Услышав свист мины, Медведев пригнулся, пропустил над головой осколки и нырнул головой вперед в большой, на двоих, окоп. Командир второго отделения Зинченко устроился с комфортом, соорудив себе вместо уставной ячейки надежное, похожее на пулеметное гнездо укрепление. Вместе с худым сержантом оборону держал боец Чуприн все в том же чудовищном облезлом треухе.
— Ты чего без каски, придурок?! — крикнул старшина.
— Тяжелая! — ответил боец.
Он опустился на дно окопа, вытащил из подсумка обойму и зарядил винтовку Федотова. Загнав патрон в патронник, Чуприн поднялся над бруствером, выстрелил, быстро перезарядил и выпалил снова.
— …б твою мать, я тебе сколько говорил! — Зинченко потянулся к молодому красноармейцу и от души врезал ему по затылку. — Целься, сволочь, а не в белый свет пали!
Бывший ездовой повернул к командиру очумелое лицо и быстро закивал.
— И шлем надень! — рявкнул старшина, поднимая каску со дна окопа и нахлобучивая ее на голову бойцу. — Мишка, что тут у тебя?
Зинченко хлопнулся на задницу, вытер лицо рукавом ватника, выматерился и повернулся к Медведеву:
— У меня тут ужас что, командир, но ты появился — и я весь воспрянул духом. Дай я тебя поцелую.
— Ты что, свихнулся от страха? — Старшина почувствовал, что рот, против воли, кривится в усмешке.
Зинченко сплюнул.
— А чего ты хочешь? Они палят, мы палим, когда эти гады из пушек садят, падаем и пережидаем. Двое тут пробовали все время пережидать…
Мина ухнула рядом, и Чуприн скатился вниз, поправляя шлем. Вторая легла с перелетом, третья угодила в ход сообщения, из которого пришел Медведев, засыпав окоп землей и снегом.
— Я им сказал, что пристрелю. — Зинченко быстро осмотрел винтовку — не попала ли в ствол земля. — Слышь, Денис, если так дальше пойдет, они нас закопают.
Зинченко поднялся над бруствером, за ним высунулся Чуприн. Медведев быстро проверил автомат и вскинул ППШ. Грохнул выстрел, за ним другой.
— Ты смотри — подобрались, твари, — крикнул Зинченко, выбрасывая гильзу.

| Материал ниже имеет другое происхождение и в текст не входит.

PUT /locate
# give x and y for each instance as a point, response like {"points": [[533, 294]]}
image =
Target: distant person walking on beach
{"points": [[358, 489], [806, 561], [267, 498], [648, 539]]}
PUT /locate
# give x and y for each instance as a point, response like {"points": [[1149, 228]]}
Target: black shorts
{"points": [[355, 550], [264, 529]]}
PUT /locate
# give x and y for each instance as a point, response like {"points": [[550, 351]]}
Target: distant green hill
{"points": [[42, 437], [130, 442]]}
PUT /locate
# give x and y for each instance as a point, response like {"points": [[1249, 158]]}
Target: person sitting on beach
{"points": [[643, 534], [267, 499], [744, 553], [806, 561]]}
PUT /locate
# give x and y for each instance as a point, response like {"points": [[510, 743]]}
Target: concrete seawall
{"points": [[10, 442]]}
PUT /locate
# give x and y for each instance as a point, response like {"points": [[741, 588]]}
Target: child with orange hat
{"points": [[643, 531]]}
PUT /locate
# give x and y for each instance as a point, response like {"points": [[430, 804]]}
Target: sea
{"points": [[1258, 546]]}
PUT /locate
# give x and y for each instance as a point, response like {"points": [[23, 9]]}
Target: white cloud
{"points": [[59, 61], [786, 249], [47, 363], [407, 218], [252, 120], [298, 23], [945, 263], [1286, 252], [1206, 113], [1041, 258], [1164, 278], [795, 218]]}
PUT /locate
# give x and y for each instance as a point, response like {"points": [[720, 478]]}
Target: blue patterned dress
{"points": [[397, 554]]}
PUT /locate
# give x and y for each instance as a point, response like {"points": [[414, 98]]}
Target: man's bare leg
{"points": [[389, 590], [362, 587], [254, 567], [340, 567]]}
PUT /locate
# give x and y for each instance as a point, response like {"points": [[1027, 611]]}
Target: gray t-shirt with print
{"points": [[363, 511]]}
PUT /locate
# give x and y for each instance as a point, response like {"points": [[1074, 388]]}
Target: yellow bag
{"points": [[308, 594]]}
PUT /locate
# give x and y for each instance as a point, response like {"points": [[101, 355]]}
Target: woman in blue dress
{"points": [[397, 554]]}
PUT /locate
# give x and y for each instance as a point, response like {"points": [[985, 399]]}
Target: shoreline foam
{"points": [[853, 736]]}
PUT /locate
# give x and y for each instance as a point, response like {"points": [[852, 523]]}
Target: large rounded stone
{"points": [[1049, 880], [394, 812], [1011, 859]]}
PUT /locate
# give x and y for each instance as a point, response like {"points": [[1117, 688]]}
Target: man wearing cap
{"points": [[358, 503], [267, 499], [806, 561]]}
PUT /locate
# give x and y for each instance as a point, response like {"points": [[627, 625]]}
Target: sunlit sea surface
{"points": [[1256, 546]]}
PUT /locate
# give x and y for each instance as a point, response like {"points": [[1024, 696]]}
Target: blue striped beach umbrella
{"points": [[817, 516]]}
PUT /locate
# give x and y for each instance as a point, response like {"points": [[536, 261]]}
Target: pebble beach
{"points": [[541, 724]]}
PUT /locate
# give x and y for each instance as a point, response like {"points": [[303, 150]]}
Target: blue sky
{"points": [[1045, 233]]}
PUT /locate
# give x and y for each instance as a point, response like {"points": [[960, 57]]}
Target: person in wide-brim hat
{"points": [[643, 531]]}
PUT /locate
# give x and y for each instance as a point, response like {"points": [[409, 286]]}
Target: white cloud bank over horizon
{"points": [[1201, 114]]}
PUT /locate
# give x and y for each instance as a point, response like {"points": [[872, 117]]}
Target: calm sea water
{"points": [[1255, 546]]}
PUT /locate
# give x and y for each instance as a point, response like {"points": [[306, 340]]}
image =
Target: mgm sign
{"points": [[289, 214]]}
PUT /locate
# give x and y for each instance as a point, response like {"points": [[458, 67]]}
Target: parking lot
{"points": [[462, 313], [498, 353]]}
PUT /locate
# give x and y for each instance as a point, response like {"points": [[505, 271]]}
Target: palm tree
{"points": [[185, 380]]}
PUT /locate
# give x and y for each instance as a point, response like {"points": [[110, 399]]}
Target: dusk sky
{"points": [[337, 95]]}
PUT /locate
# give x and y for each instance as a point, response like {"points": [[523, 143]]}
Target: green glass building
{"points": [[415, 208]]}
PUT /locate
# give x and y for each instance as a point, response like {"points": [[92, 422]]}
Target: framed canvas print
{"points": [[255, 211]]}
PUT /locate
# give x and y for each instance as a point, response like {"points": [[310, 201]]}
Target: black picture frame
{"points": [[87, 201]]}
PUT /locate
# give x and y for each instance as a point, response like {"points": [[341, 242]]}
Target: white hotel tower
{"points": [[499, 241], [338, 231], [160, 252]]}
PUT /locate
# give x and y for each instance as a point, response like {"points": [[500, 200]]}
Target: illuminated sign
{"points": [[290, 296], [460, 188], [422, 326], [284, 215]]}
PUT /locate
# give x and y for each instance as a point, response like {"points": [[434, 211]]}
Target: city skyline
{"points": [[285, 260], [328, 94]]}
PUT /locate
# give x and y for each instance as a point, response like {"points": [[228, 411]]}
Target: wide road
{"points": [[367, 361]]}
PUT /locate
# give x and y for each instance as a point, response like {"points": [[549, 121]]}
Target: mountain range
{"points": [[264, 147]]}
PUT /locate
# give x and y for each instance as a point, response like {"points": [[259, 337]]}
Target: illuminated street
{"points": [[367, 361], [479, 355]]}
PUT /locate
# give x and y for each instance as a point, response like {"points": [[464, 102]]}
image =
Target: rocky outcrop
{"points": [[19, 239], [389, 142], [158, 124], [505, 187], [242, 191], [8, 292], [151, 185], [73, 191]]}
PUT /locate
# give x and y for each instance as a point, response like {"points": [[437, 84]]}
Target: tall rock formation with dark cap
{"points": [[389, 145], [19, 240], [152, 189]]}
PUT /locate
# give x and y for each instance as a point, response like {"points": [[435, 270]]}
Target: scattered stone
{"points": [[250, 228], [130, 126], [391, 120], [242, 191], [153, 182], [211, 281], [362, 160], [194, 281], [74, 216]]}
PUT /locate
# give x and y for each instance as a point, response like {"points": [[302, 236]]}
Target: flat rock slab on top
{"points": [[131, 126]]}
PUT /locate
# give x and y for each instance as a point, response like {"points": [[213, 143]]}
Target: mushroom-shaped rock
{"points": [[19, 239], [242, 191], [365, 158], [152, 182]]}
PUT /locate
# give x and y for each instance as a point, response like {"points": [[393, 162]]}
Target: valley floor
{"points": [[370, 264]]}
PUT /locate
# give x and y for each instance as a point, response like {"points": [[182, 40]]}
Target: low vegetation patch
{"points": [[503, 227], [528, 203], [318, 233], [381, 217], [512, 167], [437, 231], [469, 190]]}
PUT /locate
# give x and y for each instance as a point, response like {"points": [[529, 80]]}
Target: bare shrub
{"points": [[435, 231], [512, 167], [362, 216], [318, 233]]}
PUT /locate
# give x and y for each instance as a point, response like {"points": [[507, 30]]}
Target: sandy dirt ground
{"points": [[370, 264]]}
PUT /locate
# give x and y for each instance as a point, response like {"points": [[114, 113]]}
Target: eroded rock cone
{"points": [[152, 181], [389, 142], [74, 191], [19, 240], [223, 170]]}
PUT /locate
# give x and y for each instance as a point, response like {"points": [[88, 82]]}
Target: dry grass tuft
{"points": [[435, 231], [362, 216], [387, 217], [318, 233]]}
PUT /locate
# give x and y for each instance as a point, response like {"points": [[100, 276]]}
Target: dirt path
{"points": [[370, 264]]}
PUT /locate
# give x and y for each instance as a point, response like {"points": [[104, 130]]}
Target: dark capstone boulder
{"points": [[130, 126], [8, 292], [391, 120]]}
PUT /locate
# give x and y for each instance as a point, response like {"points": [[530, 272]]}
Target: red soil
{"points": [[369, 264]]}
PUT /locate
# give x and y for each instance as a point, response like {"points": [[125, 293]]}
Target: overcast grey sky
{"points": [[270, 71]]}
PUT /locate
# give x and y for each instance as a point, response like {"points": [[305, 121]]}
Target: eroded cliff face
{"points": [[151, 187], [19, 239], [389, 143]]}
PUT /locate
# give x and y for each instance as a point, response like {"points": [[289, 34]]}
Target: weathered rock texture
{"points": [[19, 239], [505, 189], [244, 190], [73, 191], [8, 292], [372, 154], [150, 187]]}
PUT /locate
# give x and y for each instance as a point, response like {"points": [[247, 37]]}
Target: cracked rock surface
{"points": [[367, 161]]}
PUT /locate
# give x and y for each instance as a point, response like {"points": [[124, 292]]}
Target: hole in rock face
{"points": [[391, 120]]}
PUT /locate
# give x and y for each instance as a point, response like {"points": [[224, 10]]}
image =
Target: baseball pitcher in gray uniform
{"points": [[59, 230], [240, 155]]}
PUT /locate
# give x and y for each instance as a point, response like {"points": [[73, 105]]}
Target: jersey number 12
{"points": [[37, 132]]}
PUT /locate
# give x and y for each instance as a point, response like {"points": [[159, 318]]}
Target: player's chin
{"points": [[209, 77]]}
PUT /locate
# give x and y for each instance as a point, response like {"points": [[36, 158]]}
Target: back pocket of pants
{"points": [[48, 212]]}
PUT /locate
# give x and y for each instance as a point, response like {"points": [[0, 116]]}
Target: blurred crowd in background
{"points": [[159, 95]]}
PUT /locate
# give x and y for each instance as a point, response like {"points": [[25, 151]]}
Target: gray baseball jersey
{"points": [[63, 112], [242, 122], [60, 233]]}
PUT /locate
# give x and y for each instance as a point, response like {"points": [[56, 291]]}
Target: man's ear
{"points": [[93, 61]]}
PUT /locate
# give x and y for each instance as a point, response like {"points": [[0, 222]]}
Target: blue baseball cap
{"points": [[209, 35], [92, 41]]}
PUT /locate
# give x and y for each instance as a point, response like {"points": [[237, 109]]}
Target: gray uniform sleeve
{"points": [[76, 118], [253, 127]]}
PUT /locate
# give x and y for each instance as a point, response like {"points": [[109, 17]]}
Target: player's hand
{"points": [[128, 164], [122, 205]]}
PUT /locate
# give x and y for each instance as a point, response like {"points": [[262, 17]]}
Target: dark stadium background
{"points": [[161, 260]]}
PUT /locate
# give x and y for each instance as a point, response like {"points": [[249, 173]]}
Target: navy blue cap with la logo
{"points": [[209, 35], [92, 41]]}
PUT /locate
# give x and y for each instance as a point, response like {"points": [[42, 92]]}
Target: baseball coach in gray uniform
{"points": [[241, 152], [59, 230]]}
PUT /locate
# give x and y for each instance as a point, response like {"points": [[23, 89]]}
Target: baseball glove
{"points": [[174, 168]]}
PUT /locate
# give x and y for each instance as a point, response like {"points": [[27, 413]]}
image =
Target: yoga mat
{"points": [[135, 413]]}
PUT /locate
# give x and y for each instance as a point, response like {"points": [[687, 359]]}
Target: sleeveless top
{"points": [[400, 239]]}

Немцы были уже в двухстах метрах от линии окопов, еще немного, и они подойдут на бросок гранаты, на рывок, и нужно будет подниматься в контратаку. Медведев установил прицел на двести метров и оглянулся на рощу на правом фланге. Там, прикрытый засекой, ждал своего часа его последний резерв.
— Надо стрелять.
— Рано.
Зверев на мгновение оторвался от пулемета и искоса посмотрел на казаха — Талгат заговорил в первый раз после того, как проснулся. Боец Ахметханов был странным парнем. Конечно, за неделю нельзя узнать человека, но этот крепкий, широколицый боец с узкими, злыми глазами словно нарочно замкнулся в себе. Ну ладно, ты молчаливый, но зачем смотреть волком, когда спрашивают о семье, о родных? Максим обычно легко сходился с людьми и с таким напарником чувствовал себя не в своей тарелке. С другой стороны, пулемет Ахметханов знал отлично, от работы не бегал и вообще казался человеком неглупым, поэтому Зверев решил, что как-нибудь потерпит молчаливого казаха — может, тот еще разговорится.
— Они так до окопов дойдут, — резко сказал Ахметханов.
Зверев покрепче прижал приклад левой рукой и сосредоточился на наступающих немцах.
— Вон наш ориентир, вон тот куст, забыл? — спокойно сказал бывший студент.
— Какой куст? — Голос у казаха был злой и холодный. — Они так дойдут до окопов!
— Не дойдут, — сквозь зубы ответил ефрейтор.
Нервы у Зверева были натянуты до предела, пулеметчик сдерживал себя из последних сил. Напряжение рвалось наружу, только согнуть палец, и оно выйдет струей свинца. Два месяца назад Максим, наверное, уже плюнул бы на все и гнал свой страх пулями. Но сейчас ефрейтор Зверев знал цену метрам и секундам и собирался открыть огонь ровно тогда, когда нужно.
— Ты что, струсил? — с презрением спросил казах.
— Заткнись, — приказал ефрейтор, — не мешай.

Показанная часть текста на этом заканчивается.